XRCC1

DNA repair protein XRCC1 also known as X-ray repair cross-complementing protein 1 is a protein that in humans is encoded by the XRCC1 gene. XRCC1 is involved in DNA repair where it complexes with DNA ligase III.

XRCC1 polymorphisms were reported to be associated with glioma in Chinese population. However, only a few studies reported on the XRCC1 expression, and cancer progression. In a study Mei et al. investigated whether XRCC1 plays a role in glioma pathogenesis. Using the tissue microarray technology, they found that XRCC1 expression is significantly decreased in glioma compared with tumor adjacent normal brain tissue (P < 0.01, χ2 test) and reduced XRCC1 staining was associated with WHO stages (P < 0.05, χ2 test). The mRNA and protein levels of XRCC1 were significantly downregulated in human primary glioma tissues (P < 0.001, χ2 test).

They also found that XRCC1 was significantly decreased in glioma cell lines compared to normal human astrocytes (P < 0.01, χ2 test). Overexpression of XRCC1 dramatically reduced the proliferation and caused cessation of cell cycle. The reduced cell proliferation is due to G1 phase arrest as cyclin D1 is diminished whereas p16 is upregulated. They further demonstrated that XRCC1 overexpression suppressed the glioma cell migration and invasion abilities by targeting MMP-2. In addition, we also found that overexpression of XRCC1 sharply inhibited angiogenesis, which correlated with down-regulation of VEGF. The data indicate that XRCC1 may be a tumor suppressor involved in the progression of glioma ¹⁾.
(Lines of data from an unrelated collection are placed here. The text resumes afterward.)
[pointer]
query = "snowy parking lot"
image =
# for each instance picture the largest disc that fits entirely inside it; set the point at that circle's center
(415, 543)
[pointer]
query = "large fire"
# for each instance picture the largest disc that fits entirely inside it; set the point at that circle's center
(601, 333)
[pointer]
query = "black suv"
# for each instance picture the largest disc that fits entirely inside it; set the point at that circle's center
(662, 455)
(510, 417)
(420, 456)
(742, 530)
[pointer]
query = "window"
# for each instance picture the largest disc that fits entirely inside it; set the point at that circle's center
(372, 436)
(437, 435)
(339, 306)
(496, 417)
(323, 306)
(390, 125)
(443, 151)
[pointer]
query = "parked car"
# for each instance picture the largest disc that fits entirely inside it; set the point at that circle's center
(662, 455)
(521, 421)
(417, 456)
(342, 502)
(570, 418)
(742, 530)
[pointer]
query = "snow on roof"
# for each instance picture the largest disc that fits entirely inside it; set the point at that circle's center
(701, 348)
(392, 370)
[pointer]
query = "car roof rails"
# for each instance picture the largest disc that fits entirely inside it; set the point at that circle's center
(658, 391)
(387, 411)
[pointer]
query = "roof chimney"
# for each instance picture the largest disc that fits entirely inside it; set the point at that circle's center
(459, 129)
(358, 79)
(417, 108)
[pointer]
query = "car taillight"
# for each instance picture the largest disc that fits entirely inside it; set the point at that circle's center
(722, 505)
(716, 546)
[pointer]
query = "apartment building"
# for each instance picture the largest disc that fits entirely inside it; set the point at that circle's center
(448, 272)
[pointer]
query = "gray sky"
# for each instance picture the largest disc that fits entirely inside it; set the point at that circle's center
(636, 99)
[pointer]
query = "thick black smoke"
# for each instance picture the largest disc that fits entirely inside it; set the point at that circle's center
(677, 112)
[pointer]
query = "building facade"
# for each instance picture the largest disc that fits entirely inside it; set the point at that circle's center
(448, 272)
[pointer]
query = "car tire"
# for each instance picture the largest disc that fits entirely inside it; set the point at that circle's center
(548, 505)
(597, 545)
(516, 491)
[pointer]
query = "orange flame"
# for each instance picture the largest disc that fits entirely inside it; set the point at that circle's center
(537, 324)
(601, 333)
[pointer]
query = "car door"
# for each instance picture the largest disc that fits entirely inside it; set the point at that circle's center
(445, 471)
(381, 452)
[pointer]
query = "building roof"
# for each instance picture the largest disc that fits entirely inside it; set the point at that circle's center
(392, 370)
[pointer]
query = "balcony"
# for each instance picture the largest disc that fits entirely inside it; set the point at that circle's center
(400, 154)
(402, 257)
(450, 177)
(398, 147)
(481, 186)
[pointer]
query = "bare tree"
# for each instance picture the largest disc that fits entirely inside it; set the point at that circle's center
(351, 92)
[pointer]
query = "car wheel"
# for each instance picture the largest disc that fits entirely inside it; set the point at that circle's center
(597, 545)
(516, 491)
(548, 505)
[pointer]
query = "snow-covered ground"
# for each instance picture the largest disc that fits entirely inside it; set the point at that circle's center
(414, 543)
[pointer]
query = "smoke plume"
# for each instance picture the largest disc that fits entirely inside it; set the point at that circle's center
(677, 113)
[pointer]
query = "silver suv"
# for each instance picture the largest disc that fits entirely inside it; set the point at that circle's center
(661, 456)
In 2013 nine studies tested the associations between XRCC1 SNPs and gliomas were retrieved. Overall odds ratios (ORs) and corresponding 95 % confidence intervals were estimated using genetic models. Heterogeneity and publication bias were evaluated. The pooled OR for Arg194Trp TT versus CC were significant, which was 2.208 (95 % CI: 1.099, 4.435; P = 0.026), but it was non-significant after removal of the studies which deviated from the Hardy-Weinberg equilibrium (HWE). The pooled OR for Arg399Gln AA+GA versus GG of genotype methods subgroup and the low study appraisal score subgroup were significant in the stratification analysis, but the meta-regression results were non-significance. No significant associations were found between the Arg280His SNPs and gliomas' risk. There was no evidence of publication bias. We conclude that SNPs in XRCC1 are not associated with the risk of gliomas. We should do more work on the relevant variants like those in TERT, RTEL1, EGFR, CDKN2A, CCDC26, and PHLDB1 and their products rather than the XRCC1. More GWAS will also need to involve sufficiently larger study populations along with analysis of tumor or gender subtypes in order to assess these risks ²⁾.

¹⁾

Mei PJ, Bai J, Miao FA, Li ZL, Chen C, Zheng JN, Fan YC. Relationship between expression of XRCC1 and tumor proliferation, migration, invasion, and angiogenesis in glioma. Invest New Drugs. 2018 Oct 17. doi: 10.1007/s10637-018-0667-9. [Epub ahead of print] PubMed PMID: 30328556.

²⁾

Li M, Zhou Q, Tu C, Jiang Y. A meta-analysis of an association between the XRCC1 polymorphisms and gliomas risk. J Neurooncol. 2013 Feb;111(3):221-8. doi: 10.1007/s11060-012-1022-1. Epub 2012 Dec 13. Review. PubMed PMID: 23238971.